How do you describe “Promise me you’ll stay long enough to hear this,” the debut EP of American artist Monica Whitlock? At times delving into the old-fashioned rock and rolls with occasional bursts of pop and tinged with Americana attitude, the EP is a melodic and thoughtful record that looks to the past and the future. As stated in her press release, the project serves as a letter to her inner child. After she has endured various traumas resulting in a suicide attempt, the artist reflects on the child she once was and empathized with her.

From the opening bars of the first track, ‘Parchment paper,’ we’re clearly witnessing a class act. Monica Whitlock has a sweet, clear voice, and allied with the top-notch soft guitar, each track shines. With country, indie, and pop as evident influences, the songs are always led by Whitlock’s vocals and guitar-led stylings. If the songs are diverse in sound, then the constant is the vocal power that Monica brings to every piece. And why wouldn’t you play to your strengths when you have a sweet voice that sounds like it could hold its own without a microphone in a crowded bar?

‘Anymore’ is reflective and thoughtful throughout, where the artist sings, “You know I don’t miss you, anymore/ You know I don’t need you, like before /You said the roads are clearer on the other side/ You shut the lights off when the states divide/ And I’ll fall asleep without you/ Cus I’m better off without you,” against a playful guitar melody, with strings building as the song reaches its climax.

‘Marilyn Monroe’ has an air of sad resignation. The atmosphere, instrumentals, and vocal arrangements are incredibly effective in creating a gloomy mood. The track is genuinely a lovely piece of writing, with a fantastic sense of longing palpable. It feels that ‘Marilyn Monroe’ gives a different feel to the EP due to Whitlock’s vocal interpretation.

On my account, ‘Jack+Rose’ and ‘March 1997’ are majestic. The first one is a dream track with incredible instrumentation, and Monica’s voice sounds so pure. The upbeat nature of the track perfectly conveys the somewhat angsty lyrics that seem to turn the sad atmosphere into a magnificent and breezy perspective.
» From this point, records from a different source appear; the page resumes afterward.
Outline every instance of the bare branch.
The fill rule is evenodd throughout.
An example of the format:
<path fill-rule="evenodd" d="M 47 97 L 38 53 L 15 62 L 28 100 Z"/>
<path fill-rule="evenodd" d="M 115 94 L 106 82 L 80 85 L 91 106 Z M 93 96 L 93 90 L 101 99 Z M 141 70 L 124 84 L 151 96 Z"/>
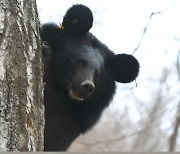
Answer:
<path fill-rule="evenodd" d="M 153 17 L 154 15 L 156 15 L 156 14 L 161 14 L 161 13 L 163 13 L 163 12 L 168 11 L 170 8 L 172 8 L 172 7 L 176 4 L 176 2 L 177 2 L 177 0 L 174 1 L 174 3 L 172 4 L 172 6 L 166 8 L 166 9 L 163 10 L 163 11 L 157 11 L 157 12 L 152 12 L 152 13 L 151 13 L 151 15 L 150 15 L 150 17 L 149 17 L 149 20 L 148 20 L 148 22 L 147 22 L 147 24 L 146 24 L 146 26 L 145 26 L 145 28 L 144 28 L 144 30 L 143 30 L 142 36 L 141 36 L 141 38 L 140 38 L 140 41 L 139 41 L 137 47 L 136 47 L 136 48 L 134 49 L 134 51 L 132 52 L 132 55 L 134 55 L 135 52 L 139 49 L 139 47 L 140 47 L 140 45 L 141 45 L 141 43 L 142 43 L 142 40 L 143 40 L 143 38 L 144 38 L 144 36 L 145 36 L 145 34 L 146 34 L 146 32 L 147 32 L 147 29 L 148 29 L 148 27 L 149 27 L 149 23 L 150 23 L 152 17 Z"/>
<path fill-rule="evenodd" d="M 179 130 L 179 126 L 180 126 L 180 102 L 178 105 L 178 110 L 177 110 L 177 117 L 176 117 L 176 121 L 175 121 L 175 126 L 174 126 L 174 131 L 170 137 L 169 140 L 169 151 L 174 151 L 175 147 L 176 147 L 176 139 L 178 136 L 178 130 Z"/>

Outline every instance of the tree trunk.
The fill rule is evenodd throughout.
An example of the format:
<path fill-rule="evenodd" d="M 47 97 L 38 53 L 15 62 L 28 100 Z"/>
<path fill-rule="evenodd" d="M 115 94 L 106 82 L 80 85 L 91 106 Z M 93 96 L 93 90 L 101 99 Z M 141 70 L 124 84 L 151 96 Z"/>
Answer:
<path fill-rule="evenodd" d="M 42 151 L 43 67 L 35 0 L 0 0 L 0 151 Z"/>

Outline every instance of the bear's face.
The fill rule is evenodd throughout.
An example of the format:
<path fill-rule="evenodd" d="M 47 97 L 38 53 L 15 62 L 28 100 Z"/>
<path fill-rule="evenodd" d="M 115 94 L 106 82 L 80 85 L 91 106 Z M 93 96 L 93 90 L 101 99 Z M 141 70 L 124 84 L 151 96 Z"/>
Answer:
<path fill-rule="evenodd" d="M 65 85 L 71 99 L 83 101 L 88 99 L 105 74 L 105 58 L 100 49 L 82 43 L 82 39 L 62 39 L 61 51 L 57 51 L 56 78 Z M 63 54 L 66 53 L 66 54 Z M 64 69 L 66 66 L 66 69 Z M 61 77 L 60 77 L 61 76 Z"/>
<path fill-rule="evenodd" d="M 53 52 L 55 84 L 77 101 L 87 100 L 95 92 L 99 97 L 114 81 L 131 82 L 139 72 L 136 58 L 115 55 L 88 32 L 92 22 L 91 10 L 77 4 L 66 12 L 61 27 L 47 24 L 41 28 L 41 37 Z"/>

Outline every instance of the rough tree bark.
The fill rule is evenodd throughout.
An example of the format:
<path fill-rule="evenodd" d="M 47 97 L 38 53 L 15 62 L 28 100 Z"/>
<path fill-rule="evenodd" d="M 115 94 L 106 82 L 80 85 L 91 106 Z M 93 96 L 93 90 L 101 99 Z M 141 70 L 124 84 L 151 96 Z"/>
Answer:
<path fill-rule="evenodd" d="M 0 151 L 42 151 L 43 67 L 35 0 L 0 0 Z"/>

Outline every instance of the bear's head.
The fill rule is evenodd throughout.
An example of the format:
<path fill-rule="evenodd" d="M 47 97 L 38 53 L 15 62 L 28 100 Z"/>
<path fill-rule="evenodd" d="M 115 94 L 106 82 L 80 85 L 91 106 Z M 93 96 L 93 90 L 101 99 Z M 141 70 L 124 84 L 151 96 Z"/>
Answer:
<path fill-rule="evenodd" d="M 127 54 L 115 55 L 89 32 L 92 23 L 91 10 L 78 4 L 66 12 L 60 28 L 50 25 L 52 30 L 46 32 L 52 33 L 49 42 L 55 50 L 57 83 L 76 101 L 90 99 L 97 93 L 99 97 L 103 97 L 103 93 L 109 95 L 106 91 L 113 95 L 114 81 L 132 82 L 139 72 L 136 58 Z"/>

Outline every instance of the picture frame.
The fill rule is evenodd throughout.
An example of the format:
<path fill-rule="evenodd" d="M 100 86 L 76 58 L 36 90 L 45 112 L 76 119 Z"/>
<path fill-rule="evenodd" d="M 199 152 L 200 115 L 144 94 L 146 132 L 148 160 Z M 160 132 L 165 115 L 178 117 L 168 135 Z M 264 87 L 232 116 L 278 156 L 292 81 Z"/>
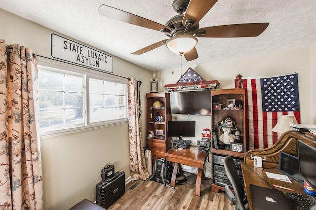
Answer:
<path fill-rule="evenodd" d="M 162 129 L 156 129 L 156 135 L 162 136 L 163 135 L 163 130 L 162 130 Z"/>
<path fill-rule="evenodd" d="M 226 107 L 235 107 L 236 99 L 226 99 Z"/>
<path fill-rule="evenodd" d="M 215 132 L 213 132 L 213 143 L 214 144 L 214 148 L 218 149 L 218 144 L 217 144 L 217 136 Z"/>
<path fill-rule="evenodd" d="M 231 142 L 229 150 L 234 152 L 243 153 L 243 144 L 241 143 Z"/>

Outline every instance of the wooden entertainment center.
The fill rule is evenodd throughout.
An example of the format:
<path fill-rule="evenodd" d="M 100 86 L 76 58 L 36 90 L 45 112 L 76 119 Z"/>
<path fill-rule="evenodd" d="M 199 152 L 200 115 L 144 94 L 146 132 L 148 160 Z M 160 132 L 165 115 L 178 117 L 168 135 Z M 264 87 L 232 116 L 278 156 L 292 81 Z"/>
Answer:
<path fill-rule="evenodd" d="M 211 153 L 210 151 L 209 156 L 212 162 L 211 187 L 212 191 L 214 192 L 218 192 L 219 190 L 224 190 L 224 186 L 227 181 L 224 175 L 225 171 L 223 173 L 222 170 L 220 170 L 224 166 L 221 165 L 220 163 L 219 164 L 214 163 L 214 156 L 220 158 L 230 155 L 237 160 L 242 161 L 246 152 L 245 113 L 244 110 L 245 105 L 245 88 L 209 90 L 211 103 L 214 105 L 211 107 L 211 139 L 218 138 L 217 134 L 221 131 L 221 127 L 219 126 L 222 121 L 229 117 L 235 122 L 234 131 L 236 131 L 236 129 L 237 128 L 239 132 L 239 140 L 235 143 L 239 149 L 242 149 L 242 150 L 235 151 L 232 148 L 227 148 L 227 146 L 226 148 L 222 148 L 221 146 L 215 147 L 213 143 L 213 140 L 212 140 L 213 143 L 211 144 Z M 153 163 L 155 162 L 156 159 L 165 157 L 165 152 L 172 147 L 172 144 L 170 142 L 171 138 L 166 136 L 166 122 L 172 120 L 172 118 L 170 113 L 169 95 L 169 93 L 164 92 L 146 94 L 146 146 L 152 151 Z M 157 101 L 161 104 L 162 107 L 154 107 L 154 103 Z M 231 103 L 232 103 L 232 105 L 228 104 Z M 221 105 L 220 106 L 219 104 Z M 214 136 L 214 134 L 216 136 L 216 138 Z M 215 171 L 214 166 L 216 168 Z M 216 174 L 214 174 L 214 172 Z M 241 176 L 241 178 L 242 177 Z"/>

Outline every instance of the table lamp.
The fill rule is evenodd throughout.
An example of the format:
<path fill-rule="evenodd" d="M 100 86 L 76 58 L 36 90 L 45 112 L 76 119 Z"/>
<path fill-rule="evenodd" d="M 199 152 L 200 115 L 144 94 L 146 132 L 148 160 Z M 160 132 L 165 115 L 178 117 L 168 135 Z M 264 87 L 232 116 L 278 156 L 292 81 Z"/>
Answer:
<path fill-rule="evenodd" d="M 281 115 L 278 118 L 276 125 L 272 129 L 274 132 L 283 133 L 288 131 L 295 131 L 291 127 L 291 124 L 297 124 L 294 115 Z"/>

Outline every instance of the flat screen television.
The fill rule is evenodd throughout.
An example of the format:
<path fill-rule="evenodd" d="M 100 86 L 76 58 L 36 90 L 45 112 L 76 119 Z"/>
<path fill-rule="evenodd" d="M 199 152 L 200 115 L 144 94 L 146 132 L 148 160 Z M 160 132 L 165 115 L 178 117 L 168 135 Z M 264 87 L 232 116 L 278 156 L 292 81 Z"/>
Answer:
<path fill-rule="evenodd" d="M 298 159 L 300 173 L 311 186 L 316 190 L 316 148 L 299 140 Z"/>
<path fill-rule="evenodd" d="M 195 137 L 196 136 L 196 121 L 168 121 L 167 122 L 167 136 L 168 137 Z"/>
<path fill-rule="evenodd" d="M 172 92 L 170 94 L 171 114 L 211 115 L 209 90 Z"/>

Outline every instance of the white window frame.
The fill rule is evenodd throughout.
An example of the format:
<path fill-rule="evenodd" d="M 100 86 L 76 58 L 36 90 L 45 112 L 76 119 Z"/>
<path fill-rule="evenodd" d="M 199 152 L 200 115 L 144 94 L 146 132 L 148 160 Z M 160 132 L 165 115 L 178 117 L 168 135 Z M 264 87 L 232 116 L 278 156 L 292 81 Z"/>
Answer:
<path fill-rule="evenodd" d="M 57 63 L 58 62 L 58 63 Z M 73 125 L 67 126 L 62 129 L 56 130 L 47 130 L 45 129 L 40 129 L 38 125 L 38 130 L 39 131 L 40 137 L 56 135 L 59 134 L 65 134 L 66 133 L 76 133 L 85 130 L 91 130 L 94 128 L 100 127 L 106 127 L 115 124 L 126 123 L 127 122 L 128 117 L 128 104 L 127 104 L 127 87 L 126 79 L 119 76 L 111 75 L 110 74 L 102 72 L 95 70 L 81 68 L 79 66 L 68 64 L 59 62 L 53 62 L 47 59 L 43 58 L 38 58 L 38 69 L 44 70 L 48 70 L 52 72 L 63 73 L 65 74 L 73 75 L 75 76 L 83 75 L 84 79 L 84 123 L 83 124 Z M 88 81 L 90 78 L 103 80 L 107 81 L 117 82 L 126 85 L 126 117 L 115 120 L 107 120 L 102 122 L 90 123 L 89 122 L 89 85 Z M 39 115 L 38 115 L 39 117 Z"/>

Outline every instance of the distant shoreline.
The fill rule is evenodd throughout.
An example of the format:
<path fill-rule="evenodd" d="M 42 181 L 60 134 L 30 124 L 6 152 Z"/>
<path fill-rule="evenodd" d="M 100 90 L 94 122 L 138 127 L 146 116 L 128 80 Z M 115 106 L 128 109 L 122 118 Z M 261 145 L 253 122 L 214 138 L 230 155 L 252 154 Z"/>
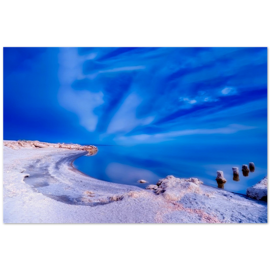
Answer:
<path fill-rule="evenodd" d="M 267 202 L 197 184 L 195 178 L 167 176 L 150 189 L 109 183 L 73 167 L 85 150 L 18 147 L 17 141 L 12 148 L 7 141 L 3 141 L 4 223 L 267 222 Z"/>

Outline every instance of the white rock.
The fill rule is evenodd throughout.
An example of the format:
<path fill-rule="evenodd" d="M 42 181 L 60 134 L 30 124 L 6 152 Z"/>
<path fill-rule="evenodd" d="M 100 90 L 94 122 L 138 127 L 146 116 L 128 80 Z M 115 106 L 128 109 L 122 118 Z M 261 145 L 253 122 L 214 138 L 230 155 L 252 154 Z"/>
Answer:
<path fill-rule="evenodd" d="M 156 185 L 149 185 L 146 189 L 152 189 L 153 190 L 156 190 L 158 188 L 158 187 Z"/>
<path fill-rule="evenodd" d="M 140 184 L 145 184 L 146 183 L 147 183 L 146 180 L 145 180 L 144 179 L 140 179 L 139 180 L 137 181 L 138 183 L 140 183 Z"/>
<path fill-rule="evenodd" d="M 196 185 L 200 185 L 203 184 L 203 182 L 199 180 L 197 178 L 189 178 L 187 179 L 187 182 L 190 182 L 191 183 L 194 183 Z"/>
<path fill-rule="evenodd" d="M 247 189 L 247 195 L 258 200 L 267 199 L 267 176 L 264 177 L 256 185 Z"/>

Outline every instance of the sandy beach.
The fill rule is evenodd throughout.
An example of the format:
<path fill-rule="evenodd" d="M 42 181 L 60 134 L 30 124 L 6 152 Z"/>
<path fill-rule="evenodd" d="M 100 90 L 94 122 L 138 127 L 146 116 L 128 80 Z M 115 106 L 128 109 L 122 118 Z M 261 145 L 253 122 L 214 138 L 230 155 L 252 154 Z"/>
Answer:
<path fill-rule="evenodd" d="M 143 189 L 91 177 L 72 166 L 89 153 L 70 148 L 3 146 L 4 223 L 267 223 L 267 202 L 197 179 Z"/>

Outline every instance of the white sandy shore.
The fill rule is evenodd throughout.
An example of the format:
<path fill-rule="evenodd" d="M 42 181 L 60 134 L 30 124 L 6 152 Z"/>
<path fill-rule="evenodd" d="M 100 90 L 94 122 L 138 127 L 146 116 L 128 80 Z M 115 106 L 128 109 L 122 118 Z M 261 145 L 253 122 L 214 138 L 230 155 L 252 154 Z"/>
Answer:
<path fill-rule="evenodd" d="M 204 185 L 173 201 L 92 178 L 71 165 L 83 150 L 3 148 L 4 223 L 267 222 L 267 202 Z"/>

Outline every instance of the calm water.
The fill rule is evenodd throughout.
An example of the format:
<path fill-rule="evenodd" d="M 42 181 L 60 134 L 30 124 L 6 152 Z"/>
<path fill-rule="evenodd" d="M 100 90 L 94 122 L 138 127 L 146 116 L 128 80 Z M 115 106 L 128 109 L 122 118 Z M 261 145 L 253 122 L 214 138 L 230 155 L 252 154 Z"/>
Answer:
<path fill-rule="evenodd" d="M 267 174 L 267 156 L 257 146 L 201 146 L 170 144 L 134 146 L 99 146 L 97 155 L 80 157 L 74 162 L 81 171 L 107 182 L 144 188 L 156 184 L 168 175 L 179 178 L 197 177 L 206 185 L 217 187 L 217 170 L 224 172 L 224 189 L 246 194 L 248 187 Z M 261 154 L 259 155 L 258 154 Z M 267 154 L 266 154 L 267 155 Z M 243 175 L 243 164 L 253 162 L 254 172 Z M 239 180 L 233 180 L 232 167 L 239 168 Z M 137 182 L 143 179 L 146 184 Z"/>

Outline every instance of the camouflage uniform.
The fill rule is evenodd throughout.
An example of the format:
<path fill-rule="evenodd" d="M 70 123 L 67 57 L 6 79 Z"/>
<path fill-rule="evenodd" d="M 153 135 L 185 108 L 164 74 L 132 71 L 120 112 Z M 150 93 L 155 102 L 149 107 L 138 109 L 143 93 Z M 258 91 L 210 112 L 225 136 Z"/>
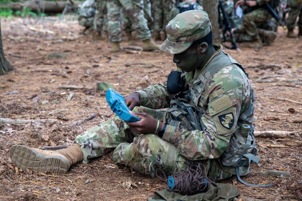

After this, we are taken on a strident journey of addiction, where Monica sings, “Sometimes I get high and think of us again, but even then/I’ll drink myself to sleep/Fast asleep.” The track takes a darker and almost Nick-Cave-style vibe while describing depression; “I’ll lock you into the brain cells of my memory/You see the demons inside my being like to consume me the key is my trauma and my awkward bruise my bones.

It’s a dynamic and turbulent ride that brings us back down gently with a serene outro. Throughout the EP, the 25-year-old BIPOC singer-songwriter demonstrates her ability to capture and overcome difficult situations with an immense depth of sensitivity. At the same time, her narrative vocals bring gravitas will exceptionally well-worn skill. Everything is just wonderful about this track, and you’ll find yourself asking for more.

Produced by Shannon McArthur and licensed by Fueled By Passion, ultimately, “Promise me you’ll stay long enough to hear this” has plenty of high points, which may vary based on taste. Amazingly, whatever music you may be into, Monica Whitlock‘s songwriting talents and vocals ensure that there is something to appeal to. Most definitely an artist to keep watching.